Minor comment: The authors should edit the writing to make sure the grammar is correct throughout the paper.

Reviewer #3: PONE-D-20-21655

Page 2 Lines 8-10: "Infectious disease spreading models are largely based on the assumption of perfect and continuous \\stirring", similar to the one used to describe the kinetics of spatially-uniform chemical reactions. In particular, the well-known susceptible-exposed-infectious-recovered (SEIR) model, builds on this assumption."

This is true in some cases, but is very limited. The term SEIR just refers to the compartments which are used, and many extensions are available in both the deterministic and stochastic literature (the authors note a few). It would be clearer to call this the homogenous-mixing or baseline SEIR model.

It seems that more information about how the proposed techniques differ from other deterministic approaches which appear superficially similar.

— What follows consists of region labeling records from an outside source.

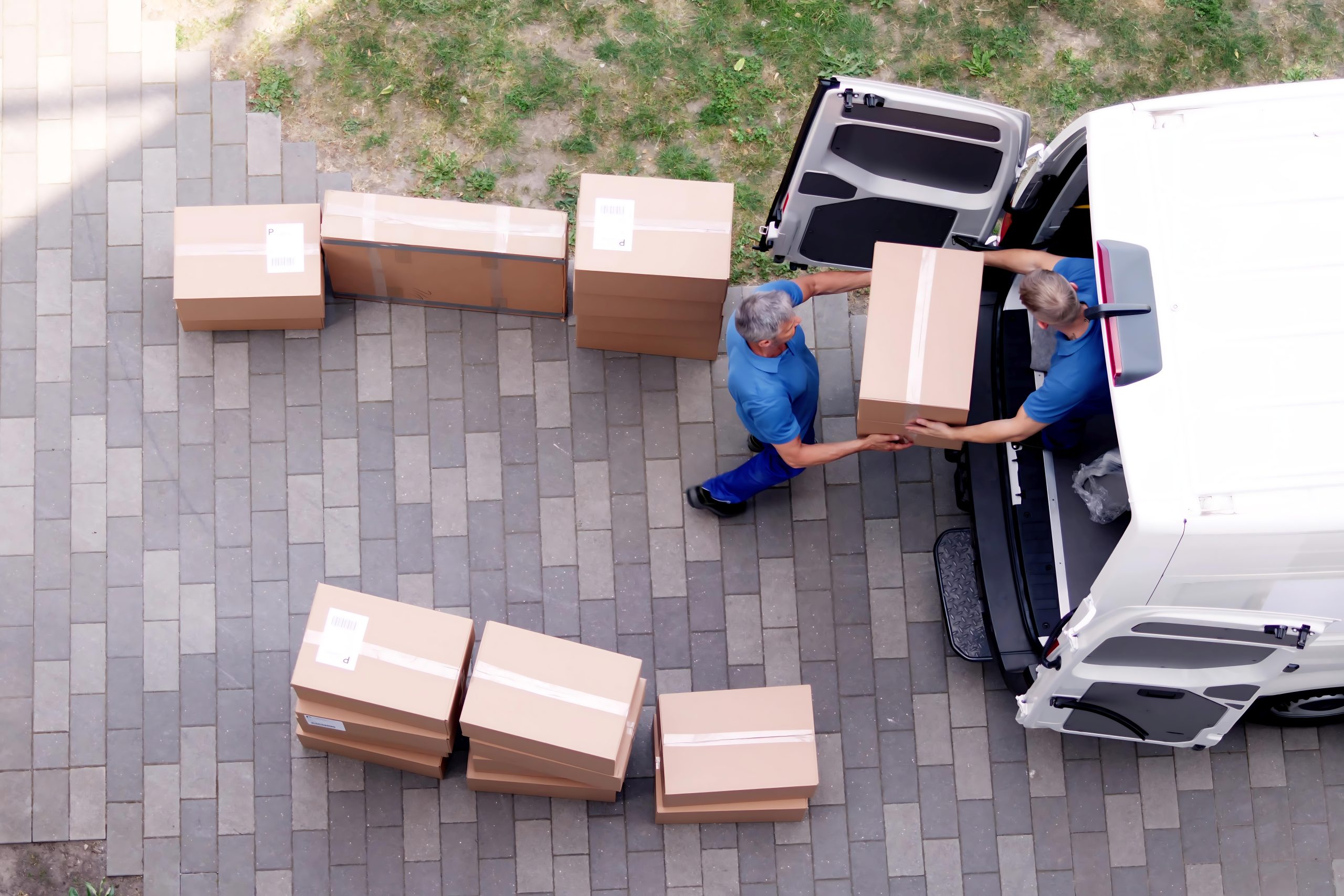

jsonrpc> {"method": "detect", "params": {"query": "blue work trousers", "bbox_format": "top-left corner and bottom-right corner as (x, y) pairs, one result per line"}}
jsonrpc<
(704, 427), (817, 504)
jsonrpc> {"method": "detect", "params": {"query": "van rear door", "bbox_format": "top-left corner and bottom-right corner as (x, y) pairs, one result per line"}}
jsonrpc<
(1017, 598), (1335, 748)
(758, 77), (1031, 269)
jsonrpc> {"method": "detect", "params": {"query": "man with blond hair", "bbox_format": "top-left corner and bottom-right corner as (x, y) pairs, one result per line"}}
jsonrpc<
(909, 248), (1110, 451)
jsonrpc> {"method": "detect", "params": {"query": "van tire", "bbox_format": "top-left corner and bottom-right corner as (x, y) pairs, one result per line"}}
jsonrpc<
(1246, 687), (1344, 728)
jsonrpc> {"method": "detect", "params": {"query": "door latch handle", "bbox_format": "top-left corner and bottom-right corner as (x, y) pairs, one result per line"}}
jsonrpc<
(1083, 302), (1153, 321)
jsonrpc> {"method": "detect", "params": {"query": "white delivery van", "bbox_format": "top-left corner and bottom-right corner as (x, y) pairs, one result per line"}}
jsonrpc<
(759, 78), (1344, 748)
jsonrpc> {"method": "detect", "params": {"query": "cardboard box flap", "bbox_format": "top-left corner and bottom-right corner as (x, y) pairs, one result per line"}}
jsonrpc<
(658, 685), (818, 802)
(292, 583), (475, 731)
(460, 622), (641, 764)
(172, 204), (322, 301)
(859, 243), (984, 408)
(321, 189), (569, 263)
(574, 173), (732, 281)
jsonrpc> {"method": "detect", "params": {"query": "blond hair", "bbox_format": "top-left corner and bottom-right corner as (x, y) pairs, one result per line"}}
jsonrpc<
(1018, 270), (1082, 326)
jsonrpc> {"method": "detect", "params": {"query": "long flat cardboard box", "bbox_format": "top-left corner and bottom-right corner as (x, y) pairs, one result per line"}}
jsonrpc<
(295, 699), (453, 756)
(574, 329), (719, 361)
(172, 204), (327, 331)
(290, 583), (475, 748)
(466, 755), (617, 803)
(857, 243), (984, 449)
(460, 622), (641, 775)
(574, 293), (723, 324)
(574, 314), (723, 344)
(658, 685), (818, 806)
(472, 678), (649, 790)
(653, 715), (808, 825)
(574, 173), (732, 305)
(298, 728), (444, 779)
(321, 189), (569, 317)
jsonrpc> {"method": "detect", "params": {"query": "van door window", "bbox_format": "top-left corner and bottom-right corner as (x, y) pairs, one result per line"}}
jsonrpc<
(1083, 636), (1274, 669)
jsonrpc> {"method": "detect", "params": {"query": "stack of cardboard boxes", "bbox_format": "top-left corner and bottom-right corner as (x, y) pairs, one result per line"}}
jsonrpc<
(461, 622), (646, 802)
(653, 685), (818, 825)
(290, 584), (475, 778)
(857, 243), (985, 449)
(574, 175), (732, 360)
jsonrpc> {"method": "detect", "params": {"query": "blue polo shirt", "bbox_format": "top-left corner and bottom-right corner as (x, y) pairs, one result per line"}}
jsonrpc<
(1023, 258), (1110, 425)
(723, 279), (821, 445)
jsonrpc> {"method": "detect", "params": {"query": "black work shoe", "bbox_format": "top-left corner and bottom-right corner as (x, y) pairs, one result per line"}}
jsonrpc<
(686, 485), (747, 517)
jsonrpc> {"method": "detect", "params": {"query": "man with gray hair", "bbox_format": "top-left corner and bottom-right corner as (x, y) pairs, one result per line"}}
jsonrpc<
(686, 271), (910, 517)
(909, 248), (1110, 451)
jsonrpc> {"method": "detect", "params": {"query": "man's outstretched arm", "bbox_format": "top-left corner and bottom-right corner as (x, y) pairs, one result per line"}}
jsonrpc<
(793, 270), (872, 301)
(774, 434), (911, 469)
(984, 248), (1065, 274)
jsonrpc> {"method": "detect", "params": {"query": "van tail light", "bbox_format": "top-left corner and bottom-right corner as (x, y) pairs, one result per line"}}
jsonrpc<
(1097, 242), (1125, 383)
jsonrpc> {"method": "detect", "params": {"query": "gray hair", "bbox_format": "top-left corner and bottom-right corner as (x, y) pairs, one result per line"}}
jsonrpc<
(732, 289), (793, 345)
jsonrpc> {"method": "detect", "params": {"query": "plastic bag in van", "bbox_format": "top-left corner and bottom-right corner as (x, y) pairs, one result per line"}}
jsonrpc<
(1074, 449), (1129, 523)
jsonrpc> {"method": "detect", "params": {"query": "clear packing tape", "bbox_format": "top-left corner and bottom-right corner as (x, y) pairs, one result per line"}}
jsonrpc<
(472, 660), (631, 719)
(304, 629), (463, 681)
(663, 728), (816, 748)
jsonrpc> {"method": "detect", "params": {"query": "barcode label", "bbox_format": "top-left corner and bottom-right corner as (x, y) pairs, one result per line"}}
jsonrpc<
(314, 607), (368, 672)
(266, 224), (304, 274)
(593, 199), (634, 252)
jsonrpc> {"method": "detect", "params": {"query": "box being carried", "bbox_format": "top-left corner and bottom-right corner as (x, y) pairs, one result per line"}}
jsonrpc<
(574, 175), (732, 359)
(172, 204), (327, 331)
(321, 189), (569, 317)
(857, 243), (984, 449)
(290, 584), (475, 776)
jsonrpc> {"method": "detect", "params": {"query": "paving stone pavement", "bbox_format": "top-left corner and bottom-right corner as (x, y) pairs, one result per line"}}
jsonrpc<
(0, 0), (1344, 896)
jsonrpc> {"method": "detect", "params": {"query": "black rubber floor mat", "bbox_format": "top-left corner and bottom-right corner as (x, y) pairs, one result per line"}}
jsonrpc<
(933, 529), (993, 662)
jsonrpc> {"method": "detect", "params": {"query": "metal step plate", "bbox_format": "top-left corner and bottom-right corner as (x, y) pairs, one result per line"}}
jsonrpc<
(933, 529), (993, 662)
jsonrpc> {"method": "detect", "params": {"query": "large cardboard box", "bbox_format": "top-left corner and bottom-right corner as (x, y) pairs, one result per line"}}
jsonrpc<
(321, 189), (569, 317)
(574, 328), (719, 361)
(295, 700), (453, 756)
(290, 583), (475, 750)
(472, 678), (648, 790)
(658, 685), (818, 806)
(574, 293), (723, 328)
(172, 204), (327, 331)
(653, 715), (808, 825)
(857, 243), (984, 449)
(460, 622), (641, 775)
(298, 728), (444, 778)
(574, 173), (732, 305)
(466, 754), (615, 803)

A few examples:

https://aip.scitation.org/doi/full/10.1063/1.5116807

https://link.springer.com/article/10.1007/s11587-013-0151-y

https://arxiv.org/abs/2005.03499

> Page 2 line 31 "often require refitting the infection rate constant as the epidemic progresses"

I don't believe this should neccessarily be listed as a negative - in real epidemics/pandemics, there is usually very little reason to believe that epidemic intensity (which involves infectiousness as well as contact rates) is constant over space or time. The authors later note this and express the idea more clearly, but I think this could be clarified.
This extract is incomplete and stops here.